Here and here you can find a really nice explanation of how transposed convolutions work. To sum up both of these approaches:

1. In your first approach, you are first upsampling your feature map:

   [[1, 2], [3, 4]] -> [[1, 1, 2, 2], [1, 1, 2, 2], [3, 3, 4, 4], [3, 3, 4, 4]]
   

   and then you apply a classical convolution (as Conv2DTranspose with stride=1 and padding='same' is equivalent to Conv2D).

2. In your second approach you are first un(max)pooling your feature map:

   [[1, 2], [3, 4]] -> [[1, 0, 2, 0], [0, 0, 0, 0], [3, 0, 4, 0], [0, 0, 0, 0]]
   

   and then apply a classical convolution with filter_size, filters`, etc.

   

Fun fact is that - although these approaches are different they share something in common. Transpose convolution is meant to be the approximation of gradient of convolution, so the first approach is approximating sum pooling whereas second max pooling gradient. This makes the first results to produce slightly smoother results.

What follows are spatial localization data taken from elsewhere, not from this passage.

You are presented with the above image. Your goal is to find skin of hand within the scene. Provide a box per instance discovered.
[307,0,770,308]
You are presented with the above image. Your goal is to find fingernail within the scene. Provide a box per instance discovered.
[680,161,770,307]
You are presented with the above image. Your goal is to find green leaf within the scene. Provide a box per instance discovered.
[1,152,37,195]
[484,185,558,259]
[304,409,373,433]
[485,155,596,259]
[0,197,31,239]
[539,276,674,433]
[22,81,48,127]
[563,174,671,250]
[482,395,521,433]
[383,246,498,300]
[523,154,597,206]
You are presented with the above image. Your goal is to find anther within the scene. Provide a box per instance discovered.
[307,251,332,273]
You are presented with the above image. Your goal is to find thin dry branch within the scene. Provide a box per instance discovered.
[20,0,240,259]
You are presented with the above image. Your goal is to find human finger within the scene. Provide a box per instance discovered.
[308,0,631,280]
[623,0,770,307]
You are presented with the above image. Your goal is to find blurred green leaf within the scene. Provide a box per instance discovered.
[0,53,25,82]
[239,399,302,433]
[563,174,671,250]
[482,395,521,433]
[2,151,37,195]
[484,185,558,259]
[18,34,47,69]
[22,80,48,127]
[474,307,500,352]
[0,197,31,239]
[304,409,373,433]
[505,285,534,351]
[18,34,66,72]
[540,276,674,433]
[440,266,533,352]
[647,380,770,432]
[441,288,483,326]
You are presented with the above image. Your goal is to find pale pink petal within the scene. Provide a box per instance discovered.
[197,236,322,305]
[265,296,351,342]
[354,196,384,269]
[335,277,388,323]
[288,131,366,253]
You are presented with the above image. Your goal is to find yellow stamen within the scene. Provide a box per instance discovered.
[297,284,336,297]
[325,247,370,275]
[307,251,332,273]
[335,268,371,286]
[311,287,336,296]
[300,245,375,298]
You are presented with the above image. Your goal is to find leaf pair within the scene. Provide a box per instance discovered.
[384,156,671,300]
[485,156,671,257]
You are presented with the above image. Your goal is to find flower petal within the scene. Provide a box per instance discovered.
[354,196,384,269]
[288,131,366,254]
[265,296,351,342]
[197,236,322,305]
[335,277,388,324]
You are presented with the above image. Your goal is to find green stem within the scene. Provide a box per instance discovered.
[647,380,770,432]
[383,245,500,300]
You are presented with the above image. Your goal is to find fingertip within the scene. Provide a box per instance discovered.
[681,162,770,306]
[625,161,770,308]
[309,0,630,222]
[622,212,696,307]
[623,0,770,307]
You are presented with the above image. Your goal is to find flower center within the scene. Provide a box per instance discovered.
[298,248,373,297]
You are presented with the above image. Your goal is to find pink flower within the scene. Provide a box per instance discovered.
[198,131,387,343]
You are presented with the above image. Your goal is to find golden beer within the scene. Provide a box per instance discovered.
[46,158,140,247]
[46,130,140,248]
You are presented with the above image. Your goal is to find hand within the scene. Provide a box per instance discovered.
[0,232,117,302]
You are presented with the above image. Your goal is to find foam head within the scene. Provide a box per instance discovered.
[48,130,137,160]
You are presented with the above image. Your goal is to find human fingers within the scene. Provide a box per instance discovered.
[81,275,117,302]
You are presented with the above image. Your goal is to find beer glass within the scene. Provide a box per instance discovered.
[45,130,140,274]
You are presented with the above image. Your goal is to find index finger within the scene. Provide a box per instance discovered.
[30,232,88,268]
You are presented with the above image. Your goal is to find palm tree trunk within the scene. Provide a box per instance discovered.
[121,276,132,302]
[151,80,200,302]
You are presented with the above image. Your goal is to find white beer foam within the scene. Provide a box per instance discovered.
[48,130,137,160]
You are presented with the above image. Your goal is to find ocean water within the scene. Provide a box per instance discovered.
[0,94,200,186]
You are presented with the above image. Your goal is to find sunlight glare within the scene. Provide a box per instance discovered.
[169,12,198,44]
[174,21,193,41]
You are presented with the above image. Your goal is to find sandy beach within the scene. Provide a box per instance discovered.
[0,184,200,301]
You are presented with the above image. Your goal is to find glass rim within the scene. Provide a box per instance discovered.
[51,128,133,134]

Other reasons why you might see the first approach are:

• Conv2DTranspose (and its equivalents) are relatively new in keras so the only way to perform learnable upsampling was using Upsample2D,
• Author of keras - Francois Chollet used this approach in one of his tutorials,
• In the past equivalents of transpose, convolution seemed to work awful in keras due to some API inconsistencies.